Analyzer in Elasticsearch: An Introduction

Written by brilianfird | Published 2020/11/23
Tech Story Tags: elasticsearch | programming | software-development | analyzer-in-elasticsearch | tutorial | latest-tech-stories | indexing | querying | web-monetization

TLDR A good search engine is a search engine that returns relevant documents. Elasticsearch uses Analyzer to control which documents are more relevant when querying. Inverted Index is a data structure for storing a mapping between token to document identifiers that have the term. An Analyzer will first transform and split the text into tokens before saving it to the Inverted index. The analyzer will affect how we search the text, but it won’t affect the content of the text itself. The Elasticsearch will only get the documents with the same term as the one queried.via the TL;DR App

If we want to create a good search engine with Elasticsearch, knowing how Analyzer works is a must. A good search engine is a search engine that returns relevant results. When the user queried something in our Search Engine, we need to return the documents relevant to the user query.
One component we can tune so Elasticsearch can return relevant documents is Analyzer. Analyzer is a component responsible for processing the text we want to index and is one component that control which documents are more relevant when querying.

A bit about Inverted Index

Since Analyzer correlates tightly to Inverted Index, we need to understand about what Inverted Index is first.
Inverted Index is a data structure for storing a mapping between token to the document identifiers that have the term. Other than document identifiers, the Inverted Index also stores the token position relative to the documents. Since Elasticsearch map the tokens with document identifiers, when you do a query to Elasticsearch, it can easily get the documents you want and returns the documents quick.
Indexing documents into Inverted Index
Let’s say that we want to index 2 documents:
  • Document 1: “Elasticsearch is fast”
  • Document 2: “I want to learn Elasticsearch”
Let’s take a peek into the Inverted Index and see the result of the Analysis and Indexing process:
As you can see, the terms are counted and mapped into document identifiers and its position in the document. The reason we don’t see the full document “Elasticsearch is fast” or “I want to learn Elasticsearch” is because they go through Analysis process, which is our main topic in this article.
Querying into Inverted Index
There is one thing to note regarding querying to Inverted Index. The Elasticsearch will only get the documents with the same term as the one queried.
We can easily test this by using two types of Elasticsearch’s query, Match Query and Term Query. Basically, the Match Query will go through an Analysis process while Term Query won’t. if you’re interested in the difference between them, you can read in my other articles “Elasticsearch: Text vs. Keyword
If you try to do a Term Query “Elasticsearch” to the index in the example above, you won’t get any result. This happens because the token in the Inverted Index is “elasticsearch” with lowercase “e”. While when you try the same using Match Query, Elasticsearch will analyze the query into “elasticsearch” before searching in the Inverted Index. Hence, the query will return results.

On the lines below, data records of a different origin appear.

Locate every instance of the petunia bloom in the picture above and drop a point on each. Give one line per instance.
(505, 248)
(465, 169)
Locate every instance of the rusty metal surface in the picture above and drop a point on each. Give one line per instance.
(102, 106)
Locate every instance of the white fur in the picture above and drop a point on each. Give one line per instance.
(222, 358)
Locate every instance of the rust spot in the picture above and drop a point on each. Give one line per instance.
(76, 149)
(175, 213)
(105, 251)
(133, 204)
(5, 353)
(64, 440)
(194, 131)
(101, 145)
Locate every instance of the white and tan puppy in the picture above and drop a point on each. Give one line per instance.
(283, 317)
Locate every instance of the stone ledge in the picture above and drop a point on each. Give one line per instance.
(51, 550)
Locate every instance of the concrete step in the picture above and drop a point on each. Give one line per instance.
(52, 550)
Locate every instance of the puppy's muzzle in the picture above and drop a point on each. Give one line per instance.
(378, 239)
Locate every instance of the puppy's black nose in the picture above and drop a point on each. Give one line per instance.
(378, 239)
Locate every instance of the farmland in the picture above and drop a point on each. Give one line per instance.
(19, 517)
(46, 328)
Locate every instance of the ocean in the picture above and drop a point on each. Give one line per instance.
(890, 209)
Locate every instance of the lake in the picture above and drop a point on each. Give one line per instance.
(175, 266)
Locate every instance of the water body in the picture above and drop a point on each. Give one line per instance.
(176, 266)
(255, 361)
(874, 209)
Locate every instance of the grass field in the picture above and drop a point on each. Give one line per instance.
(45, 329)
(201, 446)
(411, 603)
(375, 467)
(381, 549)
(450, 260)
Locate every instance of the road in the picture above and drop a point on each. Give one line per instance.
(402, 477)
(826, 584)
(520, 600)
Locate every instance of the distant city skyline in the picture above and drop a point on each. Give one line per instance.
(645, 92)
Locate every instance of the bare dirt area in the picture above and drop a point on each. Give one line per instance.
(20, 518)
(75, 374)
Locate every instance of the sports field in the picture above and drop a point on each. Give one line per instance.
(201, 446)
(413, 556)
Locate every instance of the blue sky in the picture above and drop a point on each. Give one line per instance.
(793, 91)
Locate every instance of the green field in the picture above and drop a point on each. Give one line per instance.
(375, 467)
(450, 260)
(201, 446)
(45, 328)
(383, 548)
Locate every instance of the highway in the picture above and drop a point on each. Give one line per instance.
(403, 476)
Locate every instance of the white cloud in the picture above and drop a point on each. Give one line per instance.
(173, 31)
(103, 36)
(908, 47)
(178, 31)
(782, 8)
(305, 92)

What is Analyzer in Elasticsearch?

When we insert a text document into the Elasticsearch, the Elasticsearch won’t save the text as it is. The text will go through an Analysis process performed by an Analyzer. In the Analysis process, an Analyzer will first transform and split the text into tokens before saving it to the Inverted Index.
For example, inserting “Let’s build an Autocomplete!” to the Elasticsearch will transform the text into 4 terms, “let’s”, “build”, “an”, and “autocomplete”.
The analyzer will affect how we search the text, but it won’t affect the content of the text itself. With the previous example, if we search for “let”, the Elasticsearch will still return the full text “Let’s build an autocomplete!” instead of only “let”.

Elasticsearch’s Analyze API

Elasticsearch provide a very convenient API that we can use to test and visualize analyzer:
This API will ease our analyzer’s debugging process by much. We will use it a lot in this article.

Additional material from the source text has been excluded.